Make Fleet kibana bulk action execution async

joshdover commented 2 years ago

Currently, agent actions performed from Fleet UI go through Fleet API and are executed synchronously. This worked well for a small number of agents, but it is not scalable. In 8.4, actions were optimized in a way to introduce batching on the Fleet API side, so that the actions are executed in 10k batches. This unblocked actions for up to 50-60k selections, but it will hit a limit of Network timeout of 1 or 2 mins depending on configuration.

In order to support larger scales, we make action execution asynchronous, so that the execution is decoupled from the Fleet API call.

Changes:

the change impacts bulk actions in Fleet API: reassign, unenroll, upgrade, update tags
if selected agents <= 10k, the execution will remain sync
for larger selections, the execution will start asynchronously, and the API immediately returns
a new /action_status API is added to poll the status of actions
on action execution failures, a task is started to retry (max 3 times) from the last successful batch using Kibana Task Manager
there will be an action document created for every 10k agents like before

Previous description:

In https://github.com/elastic/kibana/issues/133388 we updated all of Kibana's logic for creating bulk actions to use a batched approach which will create a new action document for each batch of 10k agents in the full list of search results. This allows us to handle larger scales of agents >10k in these bulk actions, but it still makes the UI responsiveness slower as the number of agents a user is taking action on increases.
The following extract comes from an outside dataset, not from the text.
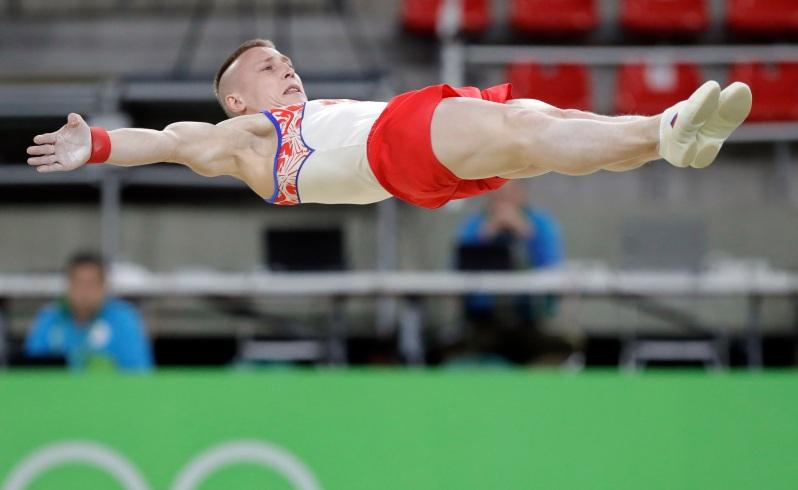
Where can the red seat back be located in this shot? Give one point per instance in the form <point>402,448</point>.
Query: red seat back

Instead, we could move to a model where Kibana creates a single document for the bulk action which includes the query parameters for the matching agents and an Elasticsearch point-in-time finder. Fleet Server could then consume this document and run the query with the PIT finder to identify the same agents that the user selected in the UI for the bulk action.

This would allow for UI snappiness at any scale and prevent any problems like proxy timeouts prevent users from taking bulk actions on very large numbers (100k+) of agents.

Challenges with this approach:

How do we handle multiple Fleet Servers?
How do we make sure the PIT finder gets closed after an appropriate amount of time?
What happens if a Fleet Server instance starts processing a bulk action that has a PIT finder that has already been closed?

joshdover commented 2 years ago

cc @juliaElastic would like to get your input on this since you worked on the recent Kibana changes

juliaElastic commented 2 years ago

@joshdover Here are my thoughts on this:

What is the purpose of storing the PIT finder instead of Fleet Server opening it? One reason I can think of is to avoid including new agents in the action that are included in the filter.
PIT finder has a timeout that can be set, so closing it manually is not necessary, but could be done by Fleet Server when it finished the action execution.
Fleet Server would need access to indices .fleet-actions, .fleet-agents, .kibana (for hosted policy check), and kibana version (for upgradeable check). Any challenges with this?
Would we keep the action execution on Fleet API side for single agent (or up to one page)? If so, one caveat is that the action execution logic would be duplicated on Fleet API and Fleet Server, and has to be kept in sync.
Since the batch execution would become async, the UI needs a way to inform users when the action is completed. This could be done by storing the action results in a document, and the UI periodically checking the status (similarly to rolling upgrade).

joshdover commented 2 years ago

What is the purpose of storing the PIT finder instead of Fleet Server opening it? One reason I can think of is to avoid including new agents in the action that are included in the filter.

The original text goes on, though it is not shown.